Boogertown GapIn case you're not from around these parts, Sevier County, TN, or if you are and haven't heard of it, YES, Boogertown Gap is a real place. It’s a gap, or low spot, on a high  ridge that separates the rural communities of Boogertown  and King Branch. Keith used to pass over that gap many times as a kid riding in his parents car, and later as a bigger kid in his own car. But he never knew it had a name, he just knew that was where his cousin Alana Watson fell out of the back of  her dad’s moving Model T pickup truck and tumbled through the briars.  She’s well and thriving. Later in life, as education crept into his years, Keith saw on a United States Geological Survey map this gap was given  the name Boogertown Gap. We wonder why those mapmakers, or whoever picks map place names didn’t call it King Branch Gap or why the other four gaps you have to cross to get into Boogertown didn’t have the clout to capture the mapmakers attention. In fact none of the other gaps have  map names, but I’ll bet you the locals have one, or many for each.  Boogertown Gap was a place my father as a child spent many summer nights with his dad and brothers around a campfire listening to the hounds on a fox chase, telling stories, and maybe eating a June Apple. 

Boogertown is real too, and like so many other places, it too, has another name, much more palatable to the upstanding citizenry, but not as affectionate or evoking as Boogertown. It’s other name is Oldham or Oldham’s Creek, named for James Oldham who moved there between 1790 and 1795, having moved from South Carolina where he and his sons served in the Revolutionary War.  James had a brother who traveled with Daniel Boone and all of his brothers fought at the Battle of Guilford Courthouse.  James later migrated to eastern Indiana leaving behind his legacy that would become Boogertown.   

Origins of the name Boogertown are many, so here for your continued reading pleasure are two of the most prominent stories of how Boogertown got its name. During the Civil War, an "unknown" soldier, perhaps and outlier or deserter, saw some eyes in the bush which frightened him. It turned out to be a cow, but for that his "booger" in the bush became the namesake for Boogertown. Another is that a man wanted to move his family out to this area to raise a bunch of "boogers" (kids), and for that the area received its name. Whatever the true origin of the name be, in some areas Boogertown is still timeless from my early years and full of local tradition and lore.

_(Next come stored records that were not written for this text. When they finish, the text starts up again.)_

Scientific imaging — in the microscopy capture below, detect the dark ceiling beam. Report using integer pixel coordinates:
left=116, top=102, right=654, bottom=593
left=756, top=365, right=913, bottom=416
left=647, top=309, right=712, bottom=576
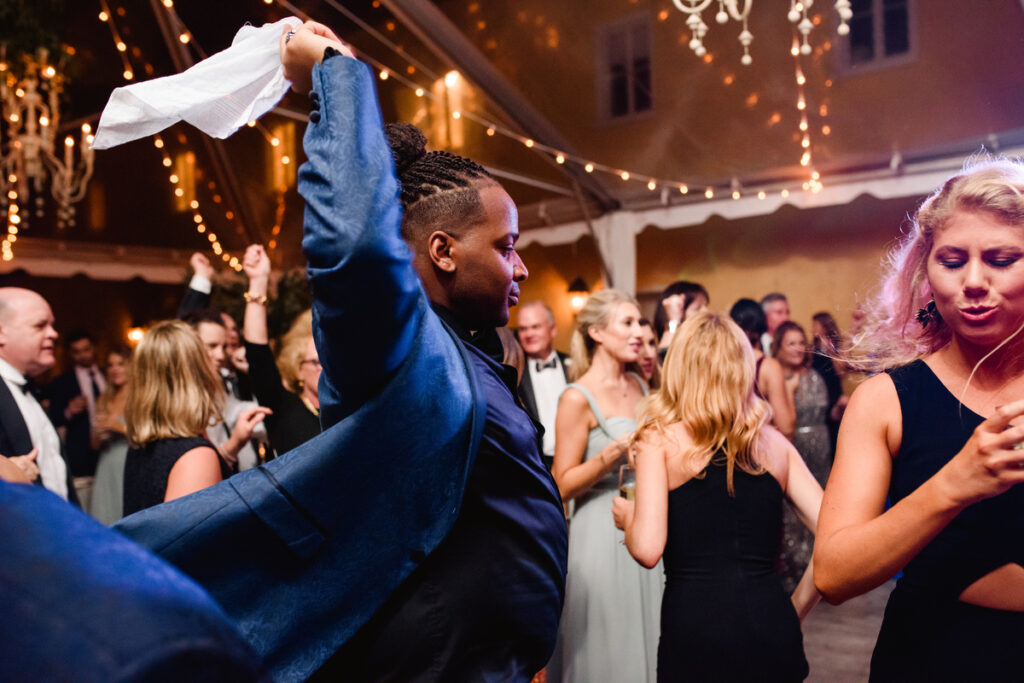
left=150, top=0, right=264, bottom=249
left=376, top=0, right=620, bottom=211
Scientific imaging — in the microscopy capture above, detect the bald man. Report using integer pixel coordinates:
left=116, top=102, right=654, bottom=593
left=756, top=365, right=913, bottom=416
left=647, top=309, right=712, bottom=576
left=0, top=287, right=78, bottom=505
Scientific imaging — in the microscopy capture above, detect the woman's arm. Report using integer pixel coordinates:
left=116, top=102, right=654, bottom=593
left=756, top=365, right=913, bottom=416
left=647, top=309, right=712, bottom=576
left=814, top=375, right=1024, bottom=603
left=615, top=436, right=669, bottom=569
left=758, top=357, right=797, bottom=439
left=770, top=430, right=822, bottom=622
left=551, top=389, right=632, bottom=502
left=281, top=23, right=428, bottom=428
left=164, top=445, right=220, bottom=503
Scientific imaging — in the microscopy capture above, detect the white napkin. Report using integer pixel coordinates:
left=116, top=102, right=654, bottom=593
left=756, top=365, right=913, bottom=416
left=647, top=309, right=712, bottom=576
left=92, top=16, right=302, bottom=150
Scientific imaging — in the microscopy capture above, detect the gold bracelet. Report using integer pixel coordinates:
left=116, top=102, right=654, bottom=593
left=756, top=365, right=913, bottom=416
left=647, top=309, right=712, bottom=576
left=242, top=292, right=266, bottom=306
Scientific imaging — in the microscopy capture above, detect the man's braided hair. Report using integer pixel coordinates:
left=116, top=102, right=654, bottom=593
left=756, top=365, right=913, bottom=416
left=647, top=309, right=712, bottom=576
left=385, top=123, right=497, bottom=244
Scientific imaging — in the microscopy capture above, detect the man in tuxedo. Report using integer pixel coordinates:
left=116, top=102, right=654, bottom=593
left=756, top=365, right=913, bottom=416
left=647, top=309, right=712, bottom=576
left=0, top=287, right=78, bottom=505
left=49, top=330, right=106, bottom=506
left=519, top=301, right=570, bottom=469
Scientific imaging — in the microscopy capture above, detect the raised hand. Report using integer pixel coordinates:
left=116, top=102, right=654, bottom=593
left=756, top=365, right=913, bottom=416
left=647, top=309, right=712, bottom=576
left=281, top=22, right=355, bottom=93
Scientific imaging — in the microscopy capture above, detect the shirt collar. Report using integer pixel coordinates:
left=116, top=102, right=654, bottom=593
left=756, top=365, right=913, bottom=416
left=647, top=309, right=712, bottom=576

The house pictured above is the house where Keith's father was born back in 1928 and where Keith spent many summers with the Watson family.   Imagine a couple of miles distant through the background of this photo, is Boogertown Gap.  At right Keith (1972) is pickin his Uncle Boyd's Regal f-hole arch top guitar on which he heard Boyd pick Wildwood Flower many times.  You guessed it, the barn is in Boogertown and the house in the background is where Keith's dad was born.  At left is Boyd (on the right) in his playing days with Benny Sims, according to Boyd's daughter.